Of all non-therian mammals, monotremes naturally are the best understood and well known given that they survived to present times in the first place. Crown group monotremes are a full Cenozoic phenomenon as echidnas evolved very recently from a platypus-like ancestor, but there is an abundance of Mesozoic stem-monotremes (collectively known as the australosphenidans or australosphenidan grade mammals due to teeth superficially convergent with those of boreosphenidans) known from Australia, South America and Madagascar.
Traditionally, these animals are depicted as platypus like, but it has since been found that at least Teinolophos (and likely all other Mesozoic stem monotremes) did not have a beak like modern platypodes do. One might presume that this would lead to stem-monotremes being depicted as more generic mammals, but instead this has lead to a wave of bizarre muppet faced creatures with plain muzzles devoid of whiskers or rhinaria.

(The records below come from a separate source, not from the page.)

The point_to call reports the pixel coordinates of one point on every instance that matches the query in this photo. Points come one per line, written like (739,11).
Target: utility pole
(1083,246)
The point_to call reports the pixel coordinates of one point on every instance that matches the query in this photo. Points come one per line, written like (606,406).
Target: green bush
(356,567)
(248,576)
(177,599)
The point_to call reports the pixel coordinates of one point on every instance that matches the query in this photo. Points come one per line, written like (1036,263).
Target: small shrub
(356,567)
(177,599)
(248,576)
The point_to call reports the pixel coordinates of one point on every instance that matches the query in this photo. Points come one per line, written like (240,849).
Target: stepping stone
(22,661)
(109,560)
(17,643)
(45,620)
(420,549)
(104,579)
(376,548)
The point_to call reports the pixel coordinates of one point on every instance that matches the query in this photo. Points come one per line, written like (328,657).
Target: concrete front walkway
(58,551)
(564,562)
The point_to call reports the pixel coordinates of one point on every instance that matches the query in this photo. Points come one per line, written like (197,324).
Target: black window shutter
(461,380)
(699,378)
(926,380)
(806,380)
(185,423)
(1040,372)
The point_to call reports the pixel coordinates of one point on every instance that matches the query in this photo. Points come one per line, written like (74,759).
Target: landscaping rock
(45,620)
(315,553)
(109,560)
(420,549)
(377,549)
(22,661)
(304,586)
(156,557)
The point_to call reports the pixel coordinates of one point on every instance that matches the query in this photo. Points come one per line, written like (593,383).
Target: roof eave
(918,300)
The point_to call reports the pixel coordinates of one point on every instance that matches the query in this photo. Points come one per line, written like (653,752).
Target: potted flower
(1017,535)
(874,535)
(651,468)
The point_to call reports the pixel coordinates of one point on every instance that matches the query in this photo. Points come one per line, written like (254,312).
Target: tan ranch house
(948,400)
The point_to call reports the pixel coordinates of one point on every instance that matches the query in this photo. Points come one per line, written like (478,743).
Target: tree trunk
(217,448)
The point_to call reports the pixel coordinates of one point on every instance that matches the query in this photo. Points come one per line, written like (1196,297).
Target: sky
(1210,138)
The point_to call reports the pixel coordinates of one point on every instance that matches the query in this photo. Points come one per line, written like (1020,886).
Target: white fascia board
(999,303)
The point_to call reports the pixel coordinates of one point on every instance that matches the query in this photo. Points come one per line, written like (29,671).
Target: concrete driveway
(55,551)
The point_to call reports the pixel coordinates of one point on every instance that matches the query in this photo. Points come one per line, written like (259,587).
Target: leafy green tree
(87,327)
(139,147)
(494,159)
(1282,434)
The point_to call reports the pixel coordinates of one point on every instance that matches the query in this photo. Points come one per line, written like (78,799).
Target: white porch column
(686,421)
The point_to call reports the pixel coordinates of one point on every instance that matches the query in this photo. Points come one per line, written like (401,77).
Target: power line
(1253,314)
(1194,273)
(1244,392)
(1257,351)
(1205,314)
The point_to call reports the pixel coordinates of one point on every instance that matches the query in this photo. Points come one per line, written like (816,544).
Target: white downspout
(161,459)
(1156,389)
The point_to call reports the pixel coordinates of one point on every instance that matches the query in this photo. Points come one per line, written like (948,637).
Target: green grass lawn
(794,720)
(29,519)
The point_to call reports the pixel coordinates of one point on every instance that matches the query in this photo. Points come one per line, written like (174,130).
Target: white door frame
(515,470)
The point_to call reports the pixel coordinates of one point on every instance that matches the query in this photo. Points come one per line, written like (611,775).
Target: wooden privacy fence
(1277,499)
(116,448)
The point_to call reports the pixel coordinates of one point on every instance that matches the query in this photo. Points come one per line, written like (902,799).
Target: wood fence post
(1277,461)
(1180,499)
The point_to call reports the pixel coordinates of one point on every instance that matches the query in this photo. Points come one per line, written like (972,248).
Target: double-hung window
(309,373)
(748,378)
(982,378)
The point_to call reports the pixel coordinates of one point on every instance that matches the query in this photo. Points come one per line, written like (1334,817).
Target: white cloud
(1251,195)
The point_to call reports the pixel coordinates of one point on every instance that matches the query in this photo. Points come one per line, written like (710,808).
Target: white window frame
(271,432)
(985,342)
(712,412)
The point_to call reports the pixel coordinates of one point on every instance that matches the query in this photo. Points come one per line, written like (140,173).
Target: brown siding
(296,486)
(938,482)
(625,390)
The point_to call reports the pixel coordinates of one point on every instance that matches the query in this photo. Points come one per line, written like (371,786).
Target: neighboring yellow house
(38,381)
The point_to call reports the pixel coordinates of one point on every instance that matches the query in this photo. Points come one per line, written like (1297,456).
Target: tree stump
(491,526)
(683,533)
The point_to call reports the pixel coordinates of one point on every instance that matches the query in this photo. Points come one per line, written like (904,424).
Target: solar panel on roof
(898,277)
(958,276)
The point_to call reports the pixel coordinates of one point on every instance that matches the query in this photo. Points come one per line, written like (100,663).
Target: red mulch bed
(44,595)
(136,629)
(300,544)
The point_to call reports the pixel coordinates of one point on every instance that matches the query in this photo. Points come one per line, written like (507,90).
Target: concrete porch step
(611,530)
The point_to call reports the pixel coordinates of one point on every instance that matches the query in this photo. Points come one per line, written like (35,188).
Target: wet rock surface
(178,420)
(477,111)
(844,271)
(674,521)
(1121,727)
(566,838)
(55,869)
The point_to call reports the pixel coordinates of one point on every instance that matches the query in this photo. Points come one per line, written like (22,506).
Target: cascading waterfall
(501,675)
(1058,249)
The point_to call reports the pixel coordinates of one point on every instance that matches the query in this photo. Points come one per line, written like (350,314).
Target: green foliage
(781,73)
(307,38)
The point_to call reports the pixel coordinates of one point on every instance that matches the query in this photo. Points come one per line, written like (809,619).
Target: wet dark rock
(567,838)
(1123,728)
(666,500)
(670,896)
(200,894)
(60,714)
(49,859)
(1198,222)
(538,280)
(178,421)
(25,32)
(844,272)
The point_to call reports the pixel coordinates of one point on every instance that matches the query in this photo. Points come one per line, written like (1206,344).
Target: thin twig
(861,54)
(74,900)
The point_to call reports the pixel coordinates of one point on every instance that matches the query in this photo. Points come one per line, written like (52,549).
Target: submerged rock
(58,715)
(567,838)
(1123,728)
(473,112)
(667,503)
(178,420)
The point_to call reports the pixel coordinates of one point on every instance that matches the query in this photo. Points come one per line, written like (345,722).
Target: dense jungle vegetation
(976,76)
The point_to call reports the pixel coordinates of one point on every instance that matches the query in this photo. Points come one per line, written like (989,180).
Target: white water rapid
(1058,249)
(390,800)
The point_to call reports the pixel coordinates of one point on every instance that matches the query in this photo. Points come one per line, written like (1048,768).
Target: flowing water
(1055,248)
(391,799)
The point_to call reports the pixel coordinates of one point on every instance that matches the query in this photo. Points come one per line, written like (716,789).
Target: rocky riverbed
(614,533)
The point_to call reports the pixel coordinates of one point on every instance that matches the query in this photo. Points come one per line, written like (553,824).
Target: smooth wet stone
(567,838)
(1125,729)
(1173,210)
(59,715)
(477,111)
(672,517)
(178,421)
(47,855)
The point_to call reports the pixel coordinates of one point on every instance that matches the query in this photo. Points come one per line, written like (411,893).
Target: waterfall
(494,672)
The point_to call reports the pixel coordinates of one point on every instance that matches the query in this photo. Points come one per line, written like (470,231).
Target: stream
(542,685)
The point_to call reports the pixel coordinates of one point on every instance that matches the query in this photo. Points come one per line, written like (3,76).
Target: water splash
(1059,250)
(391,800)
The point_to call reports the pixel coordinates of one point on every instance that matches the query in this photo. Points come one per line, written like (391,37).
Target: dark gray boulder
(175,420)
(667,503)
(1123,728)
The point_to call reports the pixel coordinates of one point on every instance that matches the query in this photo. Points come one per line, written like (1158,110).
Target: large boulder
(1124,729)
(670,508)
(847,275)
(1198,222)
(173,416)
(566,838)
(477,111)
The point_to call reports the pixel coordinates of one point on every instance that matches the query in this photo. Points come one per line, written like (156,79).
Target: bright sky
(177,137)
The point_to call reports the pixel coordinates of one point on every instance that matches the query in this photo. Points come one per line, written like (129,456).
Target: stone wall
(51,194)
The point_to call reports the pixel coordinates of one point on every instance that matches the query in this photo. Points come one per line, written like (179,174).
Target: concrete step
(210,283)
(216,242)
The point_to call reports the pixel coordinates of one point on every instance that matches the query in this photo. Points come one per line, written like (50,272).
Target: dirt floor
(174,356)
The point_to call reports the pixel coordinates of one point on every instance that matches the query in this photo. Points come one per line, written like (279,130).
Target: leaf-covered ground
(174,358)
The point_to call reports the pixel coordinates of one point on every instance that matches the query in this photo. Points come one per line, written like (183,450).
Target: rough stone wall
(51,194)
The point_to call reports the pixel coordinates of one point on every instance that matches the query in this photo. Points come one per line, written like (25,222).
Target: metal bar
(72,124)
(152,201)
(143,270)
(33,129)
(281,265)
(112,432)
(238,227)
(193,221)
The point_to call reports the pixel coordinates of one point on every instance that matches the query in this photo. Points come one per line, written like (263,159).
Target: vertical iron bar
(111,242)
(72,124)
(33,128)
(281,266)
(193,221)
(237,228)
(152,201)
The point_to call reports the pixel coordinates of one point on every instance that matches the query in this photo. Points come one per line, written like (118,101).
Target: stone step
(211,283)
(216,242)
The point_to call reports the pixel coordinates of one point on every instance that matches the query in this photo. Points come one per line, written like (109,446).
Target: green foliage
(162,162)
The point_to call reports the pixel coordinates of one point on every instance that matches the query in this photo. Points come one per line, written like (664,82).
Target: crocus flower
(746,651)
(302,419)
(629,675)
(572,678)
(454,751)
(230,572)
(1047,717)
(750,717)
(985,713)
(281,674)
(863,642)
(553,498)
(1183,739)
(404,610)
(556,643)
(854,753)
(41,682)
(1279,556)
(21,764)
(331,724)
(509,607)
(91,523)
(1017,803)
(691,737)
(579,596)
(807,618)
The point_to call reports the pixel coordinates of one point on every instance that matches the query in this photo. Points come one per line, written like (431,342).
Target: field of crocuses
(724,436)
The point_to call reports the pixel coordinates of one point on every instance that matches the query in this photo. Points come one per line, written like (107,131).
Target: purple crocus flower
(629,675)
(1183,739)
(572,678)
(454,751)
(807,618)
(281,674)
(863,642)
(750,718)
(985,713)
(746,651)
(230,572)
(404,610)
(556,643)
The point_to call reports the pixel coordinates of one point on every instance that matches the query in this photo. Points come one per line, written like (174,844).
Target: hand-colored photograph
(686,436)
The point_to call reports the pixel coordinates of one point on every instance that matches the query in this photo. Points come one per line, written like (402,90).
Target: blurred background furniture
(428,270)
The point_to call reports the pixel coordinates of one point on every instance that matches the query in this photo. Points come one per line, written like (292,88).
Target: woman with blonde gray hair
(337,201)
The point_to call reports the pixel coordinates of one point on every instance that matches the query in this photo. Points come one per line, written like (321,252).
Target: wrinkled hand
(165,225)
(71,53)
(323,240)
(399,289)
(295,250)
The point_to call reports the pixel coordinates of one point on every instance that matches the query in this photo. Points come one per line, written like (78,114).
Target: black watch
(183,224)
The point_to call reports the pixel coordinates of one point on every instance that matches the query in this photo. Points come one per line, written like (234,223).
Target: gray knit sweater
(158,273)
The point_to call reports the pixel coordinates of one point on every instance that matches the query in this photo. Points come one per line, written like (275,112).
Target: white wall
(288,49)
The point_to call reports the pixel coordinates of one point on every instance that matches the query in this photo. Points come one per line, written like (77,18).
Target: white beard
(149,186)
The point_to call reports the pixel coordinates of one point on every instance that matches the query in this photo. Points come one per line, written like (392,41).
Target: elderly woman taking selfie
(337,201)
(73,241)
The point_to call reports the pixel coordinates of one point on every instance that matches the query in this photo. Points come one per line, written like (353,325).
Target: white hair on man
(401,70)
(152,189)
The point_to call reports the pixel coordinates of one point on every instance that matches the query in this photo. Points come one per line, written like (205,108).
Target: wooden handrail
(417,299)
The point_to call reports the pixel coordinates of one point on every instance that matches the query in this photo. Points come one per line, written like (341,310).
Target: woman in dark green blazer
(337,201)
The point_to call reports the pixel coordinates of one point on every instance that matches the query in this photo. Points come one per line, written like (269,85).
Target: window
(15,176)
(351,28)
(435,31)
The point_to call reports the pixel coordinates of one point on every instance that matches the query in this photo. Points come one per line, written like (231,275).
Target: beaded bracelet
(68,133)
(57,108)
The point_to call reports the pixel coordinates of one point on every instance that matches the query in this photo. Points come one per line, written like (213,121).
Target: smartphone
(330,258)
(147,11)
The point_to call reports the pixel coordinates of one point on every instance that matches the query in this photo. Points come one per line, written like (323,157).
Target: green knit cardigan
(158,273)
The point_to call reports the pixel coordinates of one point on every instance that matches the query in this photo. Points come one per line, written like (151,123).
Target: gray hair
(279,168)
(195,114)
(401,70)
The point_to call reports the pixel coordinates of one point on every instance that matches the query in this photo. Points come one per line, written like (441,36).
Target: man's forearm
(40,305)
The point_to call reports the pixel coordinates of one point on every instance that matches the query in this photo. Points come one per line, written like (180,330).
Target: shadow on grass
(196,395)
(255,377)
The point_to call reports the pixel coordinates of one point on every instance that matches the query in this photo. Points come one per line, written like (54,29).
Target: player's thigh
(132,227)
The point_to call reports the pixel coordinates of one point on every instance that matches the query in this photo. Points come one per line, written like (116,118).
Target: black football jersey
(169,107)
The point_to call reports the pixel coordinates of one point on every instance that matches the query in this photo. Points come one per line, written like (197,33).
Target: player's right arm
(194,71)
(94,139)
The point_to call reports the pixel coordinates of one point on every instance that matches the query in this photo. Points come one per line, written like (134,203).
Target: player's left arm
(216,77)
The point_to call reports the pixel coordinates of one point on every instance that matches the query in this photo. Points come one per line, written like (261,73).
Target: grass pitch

I get the intent behind these depictions. It’s essentially like the echidna snooters, but thick and full of teeth. Unfortunately, I don’t think that’s a good model because as mentioned echidnas evolved from aquatic ancestors, and so while they lost the fleshy beak (kind off, their snouts have hardened skin that is still a bit beak-like) they couldn’t regain the lost characters like whiskers or wet noses.
Rather, I think it’s not at all weird to depict stem monotremes with “normal” mammalian snouts. After all, many of these species were rather opossum or shrew like in apparence and perhaps in habits. The platypus beak itself is basically an overgrown rhinarium and electroreceptors are known to derive from whisker pits in mammals, so we know for a fact early monotremes had both rhinaria and whiskers.
Platypodes and echidnas are essentially if we had desmans and moles to dictate how therian mammals looked like. It doesn’t take a genius to see that they’re not good analogues for the sheer diversity of their group.